Leading a business as a sole proprietor is both challenging and rewarding. You are the only person who is responsible for making decisions about the organization, its direction, and whether or not it changes status to an LLC or another type of company. There is no one else to take the hit when something doesn’t go right. There’s also no one to share your successes with when the company excels. Below, you will find some important steps that sole proprietors should take as their businesses begin to grow from the Shapiro Law Group, P.C.
Have a Business Plan in Writing
A sole proprietorship does not have to legally be set up since you are operating as a company of one, but it is still important for you to have a business plan in writing. Having a plan in writing makes it easier to meet your goals, operate on a daily basis, and make sure you are performing the tasks you need in order for your business to succeed. A business plan also helps you understand the financial viability of your business and check if you are meeting the numbers necessary to grow.

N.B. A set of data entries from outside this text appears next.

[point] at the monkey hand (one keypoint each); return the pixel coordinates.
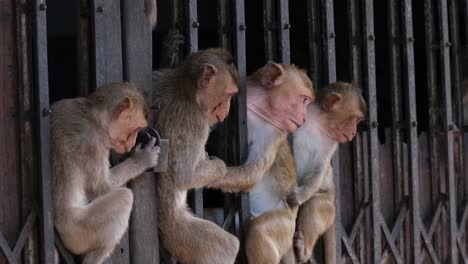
(148, 155)
(293, 198)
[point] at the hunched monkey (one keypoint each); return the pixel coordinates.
(332, 119)
(194, 96)
(270, 234)
(91, 208)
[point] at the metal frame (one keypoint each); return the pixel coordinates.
(367, 237)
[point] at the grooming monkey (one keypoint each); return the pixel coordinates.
(194, 96)
(332, 119)
(270, 234)
(91, 208)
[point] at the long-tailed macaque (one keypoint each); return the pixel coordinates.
(192, 97)
(270, 233)
(91, 208)
(332, 119)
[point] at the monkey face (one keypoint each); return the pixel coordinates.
(123, 131)
(215, 99)
(343, 118)
(288, 102)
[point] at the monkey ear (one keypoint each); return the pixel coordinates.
(273, 75)
(330, 102)
(125, 104)
(209, 71)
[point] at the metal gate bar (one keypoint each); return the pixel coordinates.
(283, 32)
(395, 38)
(411, 125)
(192, 25)
(373, 142)
(360, 178)
(137, 45)
(333, 236)
(448, 126)
(41, 81)
(433, 128)
(313, 31)
(241, 114)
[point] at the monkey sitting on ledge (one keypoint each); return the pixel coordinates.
(332, 119)
(91, 206)
(277, 99)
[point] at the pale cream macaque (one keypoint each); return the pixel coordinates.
(331, 120)
(277, 100)
(91, 205)
(192, 97)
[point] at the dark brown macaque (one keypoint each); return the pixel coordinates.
(277, 99)
(91, 204)
(192, 97)
(332, 119)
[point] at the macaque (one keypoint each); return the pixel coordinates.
(332, 119)
(91, 205)
(277, 99)
(193, 97)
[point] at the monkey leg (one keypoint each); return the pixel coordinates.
(270, 236)
(314, 218)
(95, 229)
(197, 241)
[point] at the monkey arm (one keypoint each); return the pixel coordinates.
(204, 172)
(311, 184)
(241, 178)
(125, 171)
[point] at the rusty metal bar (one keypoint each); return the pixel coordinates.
(455, 54)
(448, 125)
(192, 25)
(285, 49)
(107, 46)
(223, 23)
(241, 115)
(313, 31)
(137, 58)
(395, 87)
(361, 181)
(373, 147)
(269, 29)
(333, 236)
(411, 125)
(328, 41)
(41, 81)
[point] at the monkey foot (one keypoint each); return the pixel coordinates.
(298, 243)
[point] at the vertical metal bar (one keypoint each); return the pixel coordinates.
(269, 28)
(313, 31)
(329, 41)
(411, 126)
(107, 52)
(333, 236)
(432, 100)
(193, 25)
(285, 49)
(223, 23)
(395, 86)
(456, 88)
(43, 138)
(241, 102)
(361, 181)
(373, 147)
(455, 58)
(137, 58)
(448, 126)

Register a Fictitious Business Name
In the debate between sole proprietor vs independent contractor, one consideration is whether to register a fictitious business name. Independent contractors often operate their business under their own name. For example, if you are a marketing professional and your name is John Doe, your business name will simply be John Doe. Sole proprietors can also use their given name as their business name. When your company begins to grow, you may want to register a fictitious business name to operate under. John Doe could become JD Marketing.
Even though you are a sole proprietorship, you will still need to draft contracts for various reasons. One of those reasons is to provide your services to clients (either individuals or other companies). You should never perform any work without a contract of some kind in writing. Contracts will help protect your investment and prevent you from providing services that wind up not being paid for by the client.